À cette perspective historique des plus intéressantes, l’ouvrage possède un autre atout : une véritable analyse socio-anthropologique de cet univers industriel. On reconnaît chez l’auteur une connaissance pointue des rapports sociaux qui s’y tissent, et leur mise en récit est des plus habiles. La "valeur travail" pour reprendre un subtil slogan publicitaire de l’an précédent, recoupe en réalité une multiplicité de notions, en constante évolution. Ainsi, aux conflits autour du salaire par exemple se substituent ceux relevant des conditions de travail. Mais surtout les personnages soulignent l’importance du "sens" à donner à leur emploi : la fierté de travailler dans le domaine de la santé en est un, ébranlée lors du phagocytage de l’usine par les actionnaires. L’auteur souligne la diversité au sein de chaque échelon de l’entreprise, et l’importance des trajectoires sociales dans la construction de soi (pourquoi Chantal est-elle plus conservatrice alors que Marie Laure est très impliquée dans la lutte syndicale ?). En résultent de nombreuses tensions, jusqu’au cœur même des syndicats (entre "anciens" et "nouveaux").

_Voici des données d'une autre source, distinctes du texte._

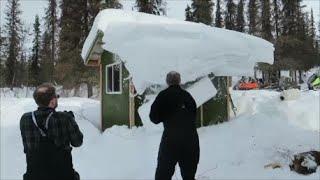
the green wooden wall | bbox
[101,52,130,129]
[195,77,228,127]
[100,51,228,130]
[101,51,142,130]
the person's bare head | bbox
[33,83,59,109]
[166,71,181,86]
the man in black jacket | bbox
[20,83,83,180]
[150,71,200,180]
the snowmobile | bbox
[235,77,259,90]
[307,74,320,90]
[238,82,259,90]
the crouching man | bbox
[150,71,200,180]
[20,83,83,180]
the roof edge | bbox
[83,30,104,65]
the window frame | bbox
[105,61,122,95]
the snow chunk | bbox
[82,9,274,94]
[186,76,217,108]
[301,154,318,170]
[280,89,301,101]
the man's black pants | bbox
[155,132,200,180]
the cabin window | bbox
[106,62,122,94]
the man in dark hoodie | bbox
[20,83,83,180]
[150,71,200,180]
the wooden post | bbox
[254,68,257,79]
[226,76,231,121]
[100,64,104,132]
[200,105,204,127]
[129,78,135,128]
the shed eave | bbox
[83,30,104,66]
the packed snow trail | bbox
[1,90,319,179]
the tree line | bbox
[185,0,320,82]
[0,0,319,94]
[0,0,167,95]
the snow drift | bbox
[1,90,319,179]
[82,9,274,94]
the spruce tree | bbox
[83,0,102,97]
[299,12,317,70]
[0,27,6,87]
[281,0,300,36]
[40,31,52,83]
[57,0,86,89]
[0,26,4,58]
[86,0,104,34]
[261,0,273,41]
[102,0,122,9]
[276,0,317,71]
[17,51,28,86]
[135,0,166,15]
[215,0,223,28]
[43,0,58,82]
[185,5,193,21]
[248,0,259,35]
[272,0,281,38]
[309,9,316,47]
[15,26,29,87]
[58,0,100,96]
[225,0,237,30]
[190,0,214,26]
[4,0,23,88]
[29,15,42,86]
[317,22,320,60]
[236,0,245,32]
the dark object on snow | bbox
[289,151,320,175]
[307,74,317,90]
[20,83,83,180]
[308,74,320,90]
[150,84,199,180]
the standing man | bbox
[150,71,200,180]
[20,83,83,180]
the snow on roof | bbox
[82,9,274,94]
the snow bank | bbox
[231,90,319,132]
[1,90,319,179]
[0,84,100,98]
[82,9,274,94]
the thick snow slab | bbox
[82,9,274,94]
[186,77,217,108]
[137,76,217,127]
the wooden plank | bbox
[129,78,135,128]
[100,64,104,132]
[226,76,231,121]
[86,59,100,67]
[200,105,203,127]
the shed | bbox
[81,9,274,131]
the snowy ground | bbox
[1,90,319,180]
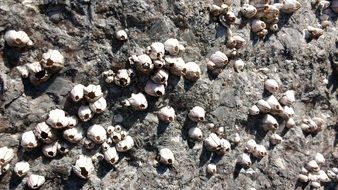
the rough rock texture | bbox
[0,0,337,190]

Mais le lieu de travail n’est pas réductible au seul poste occupé, il est aussi un puissant facteur de socialisation, au travers de lieux de vie commune (le local CGT, le bar…). Le rôle des rites de passage, la transmission du savoir manuel, ou encore l’éthos ouvrier (ce rapport au corps si peu distancié, véritable conservatisme culturel doublé d’une constante solidarité) sont autant de données anthropologiques traitées en filigrane subtilement et intelligemment par un jeune écrivain à l’écriture exceptionnelle, alerte et didactique, jamais misérabiliste ni populiste. Un auteur fier de ses personnages.

Un roman indispensable et salutaire donc, à l’heure où les conséquences funestes de la mondialisation se renforcent jour après jour, où la casse des services publics de santé est bien avancée, où la propagande médiatique a réussi à faire croire au bien fondé de la fusion GdF-Suez. À tous ces éléments contemporains, Notre usine est un roman, vous fournira des outils pour comprendre et s’interroger.